Et n'oubliez pas, si vous aimez ce blog et voulez me soutenir dans mon travail vous pouvez participer à la sortie de mon prochain livre jusqu'au 7 janvier : https://fr.ulule.com/carrousel-funeste-la-trilogie/
Le top
Les choix surprendront probablement certains mais je rappelle qu'un top c'est forcément subjectif. Même si certaines qualités objectives indéniables servent à séparer le bon grain de l'ivraie, lorsqu'il s'agit de classer une sélection aussi infime d'œuvre il faut également définir des critères plus personnels.
Un dessin animée déjanté, un mad-max parodique et basé sur les méthodes de thérapie de Jung. Une série coup de poing à ne pas mettre entre les mains des plus sensibles.
Une série délicieusement décalée signée Jason Segel. Ce n'est pas vraiment feel good mais c'est porteur de belle valeurs humaines et réalisé avec beaucoup d'imagination.
Le spin-off de la cultissime série Breaking Bad, une série qui dépasse presque la série d'origine dans un style plus judiciaire mais tout autant maitrisé.
L'adaptation en série du film culte des frères Coen, Noah Hawley a su transcender l'esprit des célèbres frangin pour en offrir une version passionnante.
Le succès inattendu de Netflix, l'histoire d'une femme qui cherche à devenir grand aître des échecs dans les années 50. Un rythme redoutable pour une série aussi finement écrite que réalisée.
L'incroyable série Allemande, 3 saisons sombres et haletantes sur une série de voyage dans le temps très bien construite avec un sens du détails assez rare.
02) Lovecraft Country : article à venir
Après Get out et US, Jordan Peele dynamite les séries télé en créant un hommage aux genre SF et Fantastique qui fait la part belle à la communauté noire.

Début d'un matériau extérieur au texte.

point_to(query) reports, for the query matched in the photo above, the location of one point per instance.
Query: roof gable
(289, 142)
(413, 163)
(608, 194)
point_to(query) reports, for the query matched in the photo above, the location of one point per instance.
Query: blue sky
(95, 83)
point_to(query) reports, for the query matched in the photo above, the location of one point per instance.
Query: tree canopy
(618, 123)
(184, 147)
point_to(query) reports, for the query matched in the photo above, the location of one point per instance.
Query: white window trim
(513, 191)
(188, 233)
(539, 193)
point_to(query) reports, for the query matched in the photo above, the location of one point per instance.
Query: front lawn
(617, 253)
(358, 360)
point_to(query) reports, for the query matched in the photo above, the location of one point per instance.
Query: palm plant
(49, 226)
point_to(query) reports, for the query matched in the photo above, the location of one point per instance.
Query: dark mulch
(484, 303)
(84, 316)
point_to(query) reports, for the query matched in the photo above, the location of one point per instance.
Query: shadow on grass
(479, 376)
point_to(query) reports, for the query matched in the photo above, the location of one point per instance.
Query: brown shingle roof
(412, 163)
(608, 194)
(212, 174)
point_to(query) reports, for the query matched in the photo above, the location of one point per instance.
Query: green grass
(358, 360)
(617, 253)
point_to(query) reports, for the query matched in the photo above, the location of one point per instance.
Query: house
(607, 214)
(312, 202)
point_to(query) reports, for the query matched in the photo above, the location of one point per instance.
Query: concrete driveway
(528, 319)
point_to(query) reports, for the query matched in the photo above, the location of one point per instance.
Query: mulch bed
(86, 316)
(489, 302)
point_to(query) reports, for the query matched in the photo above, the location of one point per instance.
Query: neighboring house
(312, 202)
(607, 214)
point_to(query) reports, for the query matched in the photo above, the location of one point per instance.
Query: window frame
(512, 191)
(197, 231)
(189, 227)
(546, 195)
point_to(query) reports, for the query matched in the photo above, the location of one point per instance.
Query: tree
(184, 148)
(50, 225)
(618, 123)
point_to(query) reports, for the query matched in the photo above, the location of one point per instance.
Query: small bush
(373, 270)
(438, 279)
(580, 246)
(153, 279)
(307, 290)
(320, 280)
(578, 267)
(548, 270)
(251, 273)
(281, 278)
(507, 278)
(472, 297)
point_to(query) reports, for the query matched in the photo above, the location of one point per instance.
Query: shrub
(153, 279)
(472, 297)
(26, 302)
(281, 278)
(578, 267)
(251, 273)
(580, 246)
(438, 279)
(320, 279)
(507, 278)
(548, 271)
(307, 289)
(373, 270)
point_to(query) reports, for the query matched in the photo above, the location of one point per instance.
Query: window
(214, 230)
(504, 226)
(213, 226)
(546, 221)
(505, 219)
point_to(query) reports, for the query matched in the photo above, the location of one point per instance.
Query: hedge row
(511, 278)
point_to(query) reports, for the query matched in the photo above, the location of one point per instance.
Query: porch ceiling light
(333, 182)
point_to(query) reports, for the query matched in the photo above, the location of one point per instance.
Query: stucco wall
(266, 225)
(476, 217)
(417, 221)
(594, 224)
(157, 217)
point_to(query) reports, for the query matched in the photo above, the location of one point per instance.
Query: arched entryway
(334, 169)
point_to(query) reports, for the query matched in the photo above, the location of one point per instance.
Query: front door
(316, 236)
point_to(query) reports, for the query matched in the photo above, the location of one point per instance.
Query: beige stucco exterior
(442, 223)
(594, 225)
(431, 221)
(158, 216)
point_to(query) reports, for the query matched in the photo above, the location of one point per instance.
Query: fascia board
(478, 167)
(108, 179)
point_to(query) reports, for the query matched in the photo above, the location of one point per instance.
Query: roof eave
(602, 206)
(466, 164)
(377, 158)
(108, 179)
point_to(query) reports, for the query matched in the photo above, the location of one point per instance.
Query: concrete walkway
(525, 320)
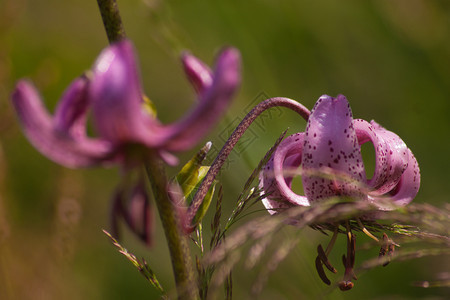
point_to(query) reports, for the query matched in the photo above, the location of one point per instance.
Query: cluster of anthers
(328, 157)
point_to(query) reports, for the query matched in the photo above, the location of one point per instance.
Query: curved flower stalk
(207, 182)
(126, 130)
(329, 154)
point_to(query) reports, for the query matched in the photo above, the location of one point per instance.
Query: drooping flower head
(127, 130)
(331, 144)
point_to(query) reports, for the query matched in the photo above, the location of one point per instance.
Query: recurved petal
(59, 146)
(70, 114)
(406, 189)
(198, 73)
(275, 180)
(187, 132)
(331, 142)
(116, 97)
(391, 155)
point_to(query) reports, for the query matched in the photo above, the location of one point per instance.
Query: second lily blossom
(126, 130)
(331, 144)
(329, 154)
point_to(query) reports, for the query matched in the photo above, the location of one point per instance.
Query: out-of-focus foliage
(390, 58)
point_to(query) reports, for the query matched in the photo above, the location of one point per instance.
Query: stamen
(367, 232)
(348, 261)
(387, 247)
(332, 241)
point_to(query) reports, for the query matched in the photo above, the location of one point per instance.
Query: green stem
(185, 279)
(111, 20)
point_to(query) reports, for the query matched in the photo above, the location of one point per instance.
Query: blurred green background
(390, 58)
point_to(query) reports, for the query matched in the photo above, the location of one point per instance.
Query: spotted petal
(274, 181)
(331, 143)
(391, 155)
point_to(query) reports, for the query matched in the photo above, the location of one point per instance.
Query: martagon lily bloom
(120, 115)
(126, 126)
(331, 144)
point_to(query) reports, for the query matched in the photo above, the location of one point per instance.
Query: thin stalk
(180, 255)
(229, 145)
(111, 20)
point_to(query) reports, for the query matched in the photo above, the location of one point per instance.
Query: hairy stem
(229, 145)
(177, 242)
(111, 20)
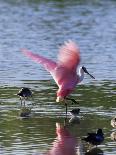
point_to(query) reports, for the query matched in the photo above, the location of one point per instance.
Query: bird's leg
(66, 107)
(21, 100)
(24, 101)
(73, 100)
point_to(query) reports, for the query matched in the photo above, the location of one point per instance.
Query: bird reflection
(74, 116)
(113, 122)
(113, 136)
(94, 151)
(65, 143)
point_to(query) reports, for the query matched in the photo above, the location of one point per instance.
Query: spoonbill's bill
(95, 138)
(24, 93)
(64, 71)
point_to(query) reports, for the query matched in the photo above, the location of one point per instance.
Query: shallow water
(42, 26)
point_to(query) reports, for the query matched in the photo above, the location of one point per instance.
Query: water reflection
(113, 136)
(94, 151)
(25, 112)
(65, 143)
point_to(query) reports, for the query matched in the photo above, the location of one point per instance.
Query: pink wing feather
(69, 55)
(63, 72)
(47, 63)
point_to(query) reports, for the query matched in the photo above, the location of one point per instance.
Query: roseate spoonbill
(64, 71)
(113, 122)
(75, 112)
(95, 138)
(24, 93)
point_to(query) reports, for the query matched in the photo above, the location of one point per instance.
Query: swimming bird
(24, 93)
(95, 138)
(75, 112)
(64, 70)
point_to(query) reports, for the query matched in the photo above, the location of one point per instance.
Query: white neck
(81, 74)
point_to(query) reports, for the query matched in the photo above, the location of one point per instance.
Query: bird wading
(64, 71)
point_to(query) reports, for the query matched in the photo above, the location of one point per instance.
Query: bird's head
(99, 132)
(85, 70)
(60, 99)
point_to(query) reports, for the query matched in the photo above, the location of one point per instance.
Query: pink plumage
(63, 71)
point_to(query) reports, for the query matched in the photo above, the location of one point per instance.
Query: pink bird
(64, 72)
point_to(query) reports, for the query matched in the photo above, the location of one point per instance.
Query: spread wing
(69, 55)
(47, 63)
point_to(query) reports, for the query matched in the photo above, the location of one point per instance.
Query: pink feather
(64, 71)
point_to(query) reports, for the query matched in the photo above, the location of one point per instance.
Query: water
(42, 26)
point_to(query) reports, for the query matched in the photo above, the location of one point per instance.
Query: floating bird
(24, 93)
(113, 122)
(75, 112)
(95, 138)
(64, 71)
(25, 112)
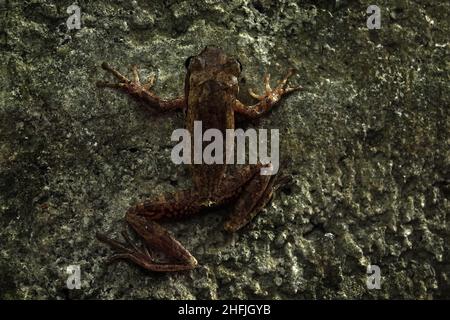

C'est finement écrit et spectaculaire.
L'incroyable dessin animé de Netflix, une série aussi drôle que déprimante, Bojack était un personnage particulièrement attachant et suivre sa lente descente aux enfers était un plaisir coupable assez rare.
Je n'avais pas encore eu l'occasion de vous parler de la série Fargo, la saison 4 s'est terminée il y a peu, je me hâte donc d'en faire la critique avant que l'année se termine.
Diffusion : Novembre 2020
Durée : 11 x 53min Genre : Comédie, Policier, Thriller Réalisation :Noah Hawley Casting : Chris Rock, Jessie Buckley, Jason Schwartzman Nationalité U.S.A.
Chaîne d'origine FX Networks
Note : pour l'instant seules les premières saisons sont visibles sur Netflix, la 4 n'est diffusée que sur Salto.
Synopsis :
A Kansas City dans les années cinquante, les rivalités entre gangs se règlent historiquement par un échange d'otage. un statut-quo qui dure depuis des siècles mais qui devient de plus en plus intenable avec les jeunes générations venant de l'extérieur.
Critique :
Commençons par un peu de contexte, Fargo est l'un des meilleurs films des frères Coen (Avé César,Inside Lewyn Davis,etc). Il allie à merveille leur talent pour le polar et leur sens de l'absurde. Autant dire que je ne voyais absolument pas l'intérêt d'une adaptation en série et que j'y suis vraiment allé à reculons. Pourtant, j'ai accroché immédiatement. La saison 1 reprend une trame proche de celle du film mais en ajoutant de nouveaux personnages et donc de nouvelles intrigues. L'ambiance est très proche mais presque plus folle avec l'ajout d'un personnage over the top incarné par Billy Bob Thornton (Bad Santa, Intolérable cruauté, etc). Les saisons suivantes n'auront que peu de lien avec la première si ce n'est la qualité du casting et de la réalisation ainsi que l'illustration des absurdités de la vie.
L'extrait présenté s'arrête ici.